Supervised machine learning has the general goal of creating a model/method to make _good_ predictions on unseen data. 

Machine learning workflows (for supervised learning) organize the steps that accomplish this goal. These steps are:
1. Get the initial dataset
2. Create a feature-target dataset (from the initial datset)
3. Create train and test datasets (from the feature-target dataset)
4. Fit model (to the train dataset)
5. Make and evaluate predictions (made by the fit model on the test dataset)

There are four components (that you provide) as input to the workflow:
1. The initial dataset
2. The process to create the feature-target dataset
3. The process to fit the model
4. The choice of metric to use in evaluating the model predictions

Our focus is on:
- component 2 and the processes to prepare the data in step 2
- component 3 and the process to fit the model in step 4

In this notebook, these steps will be described and implemented in Python code and run with two simple datasets. 

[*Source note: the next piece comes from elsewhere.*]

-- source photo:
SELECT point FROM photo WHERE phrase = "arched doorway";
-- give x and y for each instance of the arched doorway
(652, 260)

Later notebooks will implement this workflow with more involved datasets which will provide opportunity to focus on steps 2 and 4. 

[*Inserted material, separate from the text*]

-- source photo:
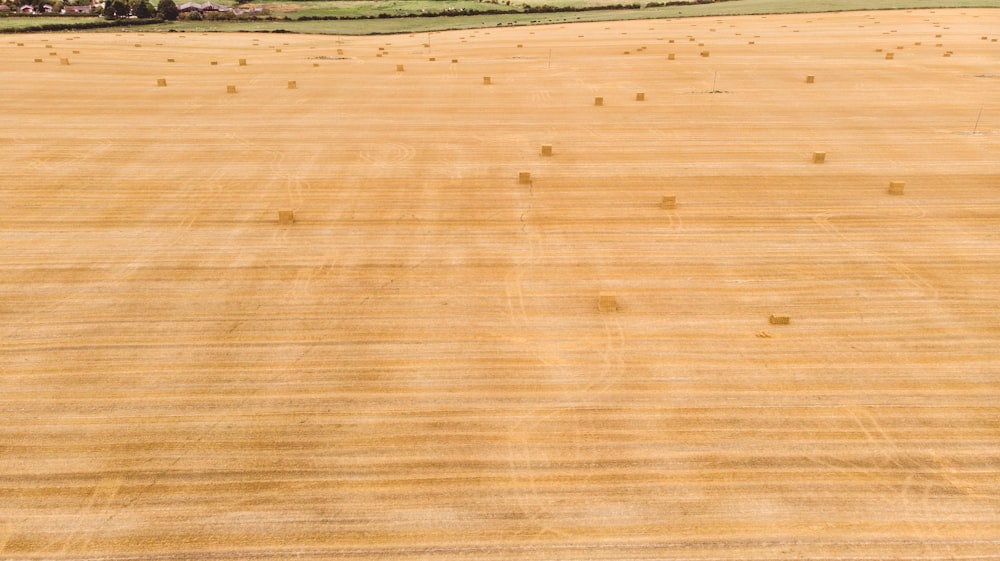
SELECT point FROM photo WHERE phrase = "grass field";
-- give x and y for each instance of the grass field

There are a few requirements of the workflow. In general, information used to evaluate the model should not be available when creating the model. Specifically, 
- the train dataset should be used to fit the model
- the test dataset should be used to evaluate the model
- step 5 should only be run once
- the feature-target dataset should be created using only per-row transformations
- predictor columns of the feature-target dataset should have only numeric types 

The first two requirements will be implemented in the code below. The remaining requirements will be discussed in later notebooks. 

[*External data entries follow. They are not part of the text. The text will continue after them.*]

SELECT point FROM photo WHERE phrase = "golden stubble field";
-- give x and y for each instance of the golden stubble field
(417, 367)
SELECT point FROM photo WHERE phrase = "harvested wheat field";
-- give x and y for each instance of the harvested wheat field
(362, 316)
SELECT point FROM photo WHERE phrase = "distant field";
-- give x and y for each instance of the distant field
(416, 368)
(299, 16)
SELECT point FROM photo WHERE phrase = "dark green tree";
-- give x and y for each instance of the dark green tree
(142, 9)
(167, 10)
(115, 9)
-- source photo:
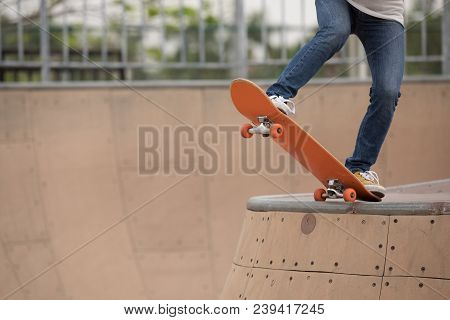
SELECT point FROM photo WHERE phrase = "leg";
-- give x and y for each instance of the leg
(383, 42)
(334, 17)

The takeaways from this notebook are:
- workflow steps
- workflow components
- the realization that this workflow isn't really that difficult 

The requirements will be revisited in later notebooks.

## Setup

This section loads three libraries and displays their version numbers. 

Import the `pandas`,  `numpy` and `sklearn` libraries. 

In [0]:
import pandas  as pd
import numpy   as np
import sklearn as sk

Display the version numbers of the `pandas`, `numpy` and `sklearn` packages:

In [2]:
print('pandas :',pd.__version__)
print('numpy  :',np.__version__)
print('sklearn:',sk.__version__)

pandas : 0.24.2
numpy  : 1.16.4
sklearn: 0.21.3


### Standard/common functions

The following code cells contains the standard functions defined above. (Does not include `get_iris_pdf`).

In [0]:
def get_feature_target_pdf(pdf, transformer_object): 
  return transformer_object.fit(pdf).transform(pdf)

In [0]:
def get_train_test_dict(pdf, target_name, **kwargs):
  from sklearn.model_selection import train_test_split
  X_train, X_test, y_train, y_test = train_test_split(pdf.drop(columns=target_name),
                                                      pdf[target_name], 
                                                      **kwargs)
  return {
      'x_train': X_train,
      'y_train': y_train,
      'x_test' : X_test,
      'y_test' : y_test
  }

In [0]:
def get_fit_model(estimator_object, x_train, y_train):
  return estimator_object.fit(X=x_train,
                              y=y_train)

In [0]:
def get_predict_ser(model, x_test):
  return model.predict(X=x_test)

In [0]:
def get_actual_predict_pdf(actual,predict):
  import pandas as pd
  return pd.DataFrame(data={'actual' : actual,
                            'predict': predict},
                      index=actual.index)

In [0]:
def get_actual_predict_eval(actual_predict_pdf, metric_function):
  return metric_function(actual_predict_pdf['actual'], 
                         actual_predict_pdf['predict'])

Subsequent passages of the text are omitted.